Professional Beauty
Professional Beauty


30 MIN READ TIME

NAILED IT

1997-2000 student

“Originally I wanted to be a fashion designer because I’ve always been good at drawing but I hated the technical side of the course. I switched to an NQV Level 2 in Beauty Therapy but found I only really enjoyed doing facials and nails. So, in 2000 I studied for my Nail Technician NVQ Level 2 and started working as a mobile tech.”

2002–2004 freelance nail tech at LFW

“I was asked to work the nail bars at London Fashion Week (LFW) and because I was pretty new to the industry I knew it would be a great opportunity to develop my skills, working for brands Rococo, Revlon, Maybelline and Crabtree & Evelyn.

“LFW is very different to mobile work. You work alongside make-up artists and hairdressers in hectic back rooms, having to create distinctive looks in limited time with a minimal amount of space. Despite the high-pressure environment, these shows opened me up to the different forums available to nail techs while I built up my mobile business.”

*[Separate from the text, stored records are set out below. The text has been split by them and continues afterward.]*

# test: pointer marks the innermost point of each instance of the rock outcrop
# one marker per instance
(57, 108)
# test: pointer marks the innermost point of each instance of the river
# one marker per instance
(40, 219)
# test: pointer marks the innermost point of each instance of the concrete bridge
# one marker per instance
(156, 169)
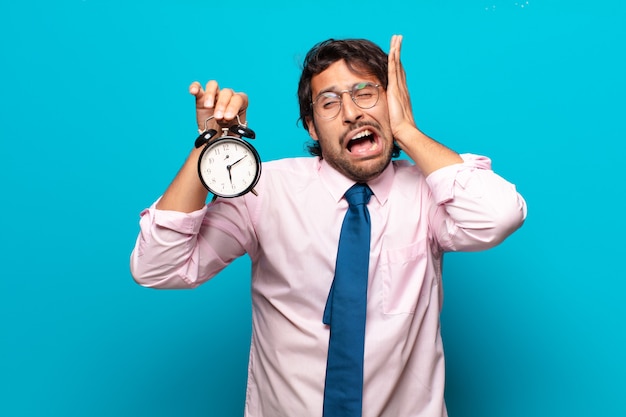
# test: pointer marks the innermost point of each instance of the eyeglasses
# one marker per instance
(327, 105)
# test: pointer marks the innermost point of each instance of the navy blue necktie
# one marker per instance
(345, 310)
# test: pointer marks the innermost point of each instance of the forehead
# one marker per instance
(338, 76)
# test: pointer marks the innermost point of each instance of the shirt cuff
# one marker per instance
(186, 223)
(443, 180)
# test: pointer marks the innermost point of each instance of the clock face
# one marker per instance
(229, 167)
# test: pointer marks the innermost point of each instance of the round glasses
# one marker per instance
(327, 104)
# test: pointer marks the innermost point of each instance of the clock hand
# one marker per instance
(230, 176)
(236, 162)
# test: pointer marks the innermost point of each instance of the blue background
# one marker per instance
(95, 120)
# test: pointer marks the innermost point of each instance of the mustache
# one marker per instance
(358, 125)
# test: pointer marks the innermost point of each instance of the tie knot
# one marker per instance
(358, 194)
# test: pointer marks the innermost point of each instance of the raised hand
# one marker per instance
(223, 104)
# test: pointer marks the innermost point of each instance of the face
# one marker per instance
(357, 142)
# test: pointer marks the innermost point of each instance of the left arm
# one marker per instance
(475, 208)
(428, 154)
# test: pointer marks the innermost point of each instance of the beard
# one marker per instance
(362, 170)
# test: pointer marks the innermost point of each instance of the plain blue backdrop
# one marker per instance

2002–2004 Nails Inc technician

“Although I love freelance work, I needed something more financially stable because I was a single mum with a threeyear- old daughter. I joined Nails Inc as a full-time tech and learned a lot about how to bring in new business by upselling services and treatment packages to clients. But there wasn’t much focus on developing my technical skills, so I took courses in advanced manicures and nail art – because it was becoming more popular – in my own time. I’m a big believer in continually learning.”

2004–2009 Cuticles franchisee

“I saw an advert about Cuticles – a nail, beauty and tanning franchise which was creating a UK-wide mobile salon network – in a magazine and approached the founders, Ros Lewis and Cathy Stewart, about it. I wanted to run my own business but I didn’t know how to go about it or what the logistics would be, which is why this franchisee set-up was perfect.

“After an initial £1,500 payment, I paid a monthly fee, which the company used to promote my services and help me with supplies. As a franchisee, they kitted me out with tools and uniforms and sent me on loads of training. This is where I achieved my CND Master level and learned how to do make-up and waxing.

“As one of Cuticles’ London-based techs I got busy quickly, to the point where I had to turn people away. I did a lot of high-end clients, such as royal associates, and soon realised I could make more money by doing one of these clients than five regular clients. So I started doing a lot more of this type of work.”

2008–2012 trainer/manager at Wah Nails

“It was around this time that Cuticles closed but by this stage I was doing a lot of freelance work, helping at fashion shows and on editorial shoots for Tiffany & Co and Vogue magazine, so I was OK to go it alone. Plus, my clients were extremely loyal and followed me.

“Sharmadean Reid, the owner of Wah Nails, needed some freelance techs for a pop-up nail bar she was hosting in Selfridges and asked if I could work it. Wah Nails is an art-led business and I was good at design, which I think is what impressed her because she offered me a part-time job. At first I wasn’t sure; I liked being my own boss, but the business’s concept was interesting and she gave me flexible hours so I could still do my session work. I learned a lot about nail design there.”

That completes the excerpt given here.